Here's the implementation:

void root_device_init(char* cmdline)
{
    char* root_device_line = strnstr(cmdline, "root=", 32);
    if (!root_device_line) {
        abort("No root= parameter in cmdline");
    }
    
    char* device = strrchr(root_device_line, '/');
    if (!device) {
        abort("Invalid root device format");
    }
    
    char* type_device = strnstr(device, "hd", 12);
    if (!type_device || strncmp(type_device, "hd", 2) != 0) {
        abort("No IDE device specified");
    }

    // Parse major (controller) from device letter
    // 'a','b' -> IDE0, 'c','d' -> IDE1
    s32 index = type_device[2] - 'a'; // 0=a, 1=b, 2=c, 3=d
    s32 major = (index < 2) ? IDE0_MAJOR : IDE1_MAJOR;

    s32 minor = type_device[3] - '0';

    if (ide_mount(major, minor) < 0) {
        abort("Failed to mount root device");
    }
}

IDE Architecture

IDE supports up to 4 drives on two controllers:

• Primary IDE (IDE0_MAJOR): hda (master), hdb (slave)
• Secondary IDE (IDE1_MAJOR): hdc (master), hdd (slave)

You might wonder why IDE0_MAJOR isn't 0 and IDE1_MAJOR isn't 1. This comes from Linux 1.0's device numbering scheme.

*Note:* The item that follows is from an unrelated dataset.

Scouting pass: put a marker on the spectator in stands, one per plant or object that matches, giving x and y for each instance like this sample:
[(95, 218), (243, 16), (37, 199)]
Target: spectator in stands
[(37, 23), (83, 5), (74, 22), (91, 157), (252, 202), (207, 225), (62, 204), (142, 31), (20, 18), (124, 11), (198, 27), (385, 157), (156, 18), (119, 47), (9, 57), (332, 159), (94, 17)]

IDE major numbers were assigned specific values (3 for IDE0, 22 for IDE1) to maintain compatibility with existing device numbers.

Note: The minor number (partition) is not yet used in the kernel and will be implemented in the future to support multiple partitions per drive.

Mounting the Device

s32 ide_mount(s32 major, s32 minor)
{
    if (major == IDE0_MAJOR) {
        ata_drive_t* d = detect_harddrives(0);
        register_block_device(BLOCK_DEVICE_IDE, d);
    } else if (major == IDE1_MAJOR) {
        ata_drive_t* d = detect_harddrives(1);
        register_block_device(BLOCK_DEVICE_IDE, d);
    }

    return 0;
}

We detect if the hard drives exist and register them as available block devices. Drive detection follows specific hardware protocols. Check out OSDev ATA PIO Mode for more details.

The block_device Structure

Each storage device requires different instructions for reading and writing. To handle this, we use function pointers that point to device-specific implementations. For IDE devices, the read function points to ide_read(), allowing correct operations without runtime type checking.

typedef struct {
    dev_t d_dev;              // Device identifier
    u32 d_sector_size;        // Sector size in bytes
    
    void* d_data;             // Device-specific data
    
    block_device_type_e d_type;
    struct device_operations* d_op;
} block_device_t;

struct device_operations {
    s32 (*read)(block_device_t*, u32 lba, u32 count, void*, size_t len);
    s32 (*write)(block_device_t*, u32 lba, u32 count, void const*, size_t len);
};

Design Philosophy

The block_device structure maintains minimal interaction with the VFS layer to ensure separation of concerns. The dev_t identifier allows the VFS superblock to know which physical device to target without understanding device-specific details.

This abstraction layer enables the VFS to interact with any block device uniformly, whether it's IDE, SATA, or future device types, without knowing implementation details.